Prego Connection Keeper: Is tech replacing human connection…or did we just stop talking to eac...
You’re sitting down to family dinner—but everyone’s on their phone. Dad’s checking his stocks, Mom’s writing a message…everyone’s in their own bubble. Enter the Prego Connection Keeper, a device designed to record dinner conversations. Made in collaboration with StoryCrops (an NPO that preserves stories about American life for the Library of Congress), it has no Wi-Fi, Bluetooth, or AI, but it begs us to consider: is technology replacing human connection, or have we drifted into a world where talking to each other takes more effort than it used to?
It sounds dramatic, but it’s not coming out of nowhere. Research has been circling this issue for years, showing that even the presence of smartphones during shared meals can reduce conversation quality and overall enjoyment. A University of British Columbia study found that when phones are visible at the table, people report lower engagement and less satisfying interactions. And that holds true, even if no one is actively using their devices.
And that’s just the surface. Broader research has linked device-heavy family environments to weaker communication patterns and reduced emotional connection over time. So when a product shows up to record dinner conversations for posterity, it’s hard not to read it as a sign that something’s off—and maybe a reminder to rethink how much time we’re spending on our phones at the table.
The Prego Connection Keeper and the rise of screen-free tech solutions
The Prego Connection Keeper is a screen-free voice recorder that sits in the middle of the dinner table and capture conversations for later reflection or sharing. There are no apps to open, or feeds to read. No notifications, either.
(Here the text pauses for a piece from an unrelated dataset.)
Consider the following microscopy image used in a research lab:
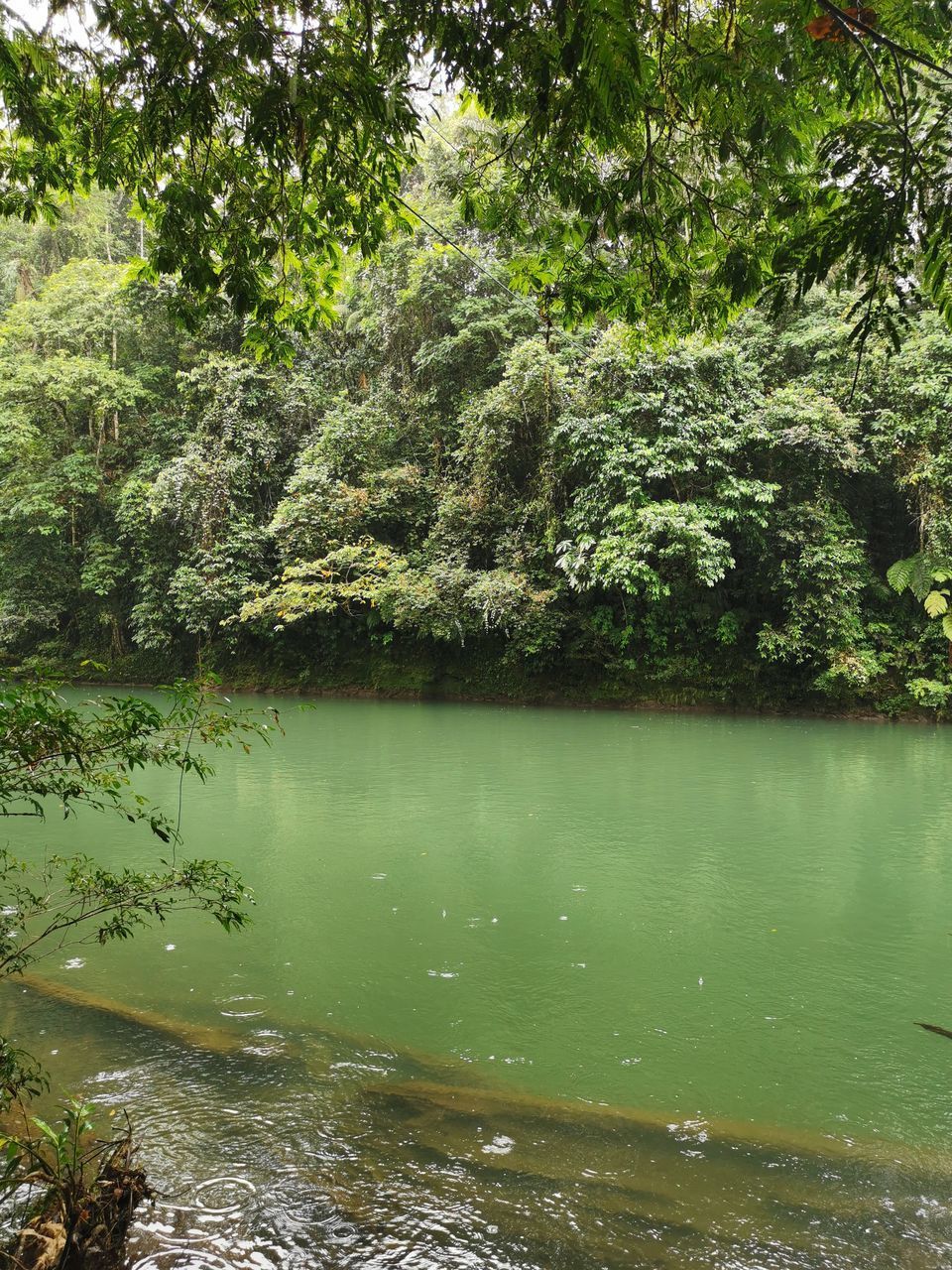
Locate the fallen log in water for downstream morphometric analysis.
[10,974,265,1054]
[368,1080,952,1178]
Just a button, a microphone, and the idea that your family’s everyday talk is worth preserving.
Spec-wise, it hopes to bring attention back to the art of conversation—encouraging people to talk instead of scroll. But it also highlights something more uncomfortable: that attention isn’t the default anymore, that it should be actively protected. And if we’re thinking along those lines, what this product is actually trying to do is make speaking to each other important again.
Tech replacing human connection or reshaping how we interact
Phones at the dinner table isn’t just a minor frustration; it’s having a measurable impact. The Chinese study I cited earlier also found that device use at mealtime resulted in weaker perceived family bonding. So, even if your family generally does have a good relationship, you may perceives it as less so if you’re all on your phone durring dinner time. At the same time, surveys suggest that device distraction during meals is the normn in many households, rather than the exception.
So it’s not that phones are bad, but that device use has become so constant that a fully undistracted conversation now feels like a luxury, something we have to intentionally plan for.
Offline tech devices and the nostalgia economy

That’s why nostalgia tech has become so wildly popular. Everyone’s looking back—to the 80s and 90s, when gadgets were gadgets, not mini computers tracking your every online move, begging you to keep scrolling. The Connection Keeper also fits into this category of “offline tech.” Designed without Wi-Fi or Bluetooth, it defines itself by removing features rather than adding them.
No screens, algorithms, or endless engagement loops
But there’s an irony here. We’re using new technology to recreate older forms of interaction, as if simplicity itself now needs engineering. And that raises a subtle question: are these devices solving a real problem, or just packaging our discomfort with modern attention into something we can buy?
When dinner becomes something we archive instead of experience
Dinner used to be a moment you experienced every day—like, you didn’t have to think about preserving it. Now it’s increasingly framed as something worth capturing, storing, and potentially revisiting later.
And that points to a change. Moments have stopped being just moments—they’ve become potential memory assets.
So is tech replacing human connection?
Maybe not directly. But it is changing the conditions where connection happens. And once a pasta jar lid becomes a memory device, it’s fair to wonder whether the real story isn’t the gadget itself…but how we got to need it in the first place.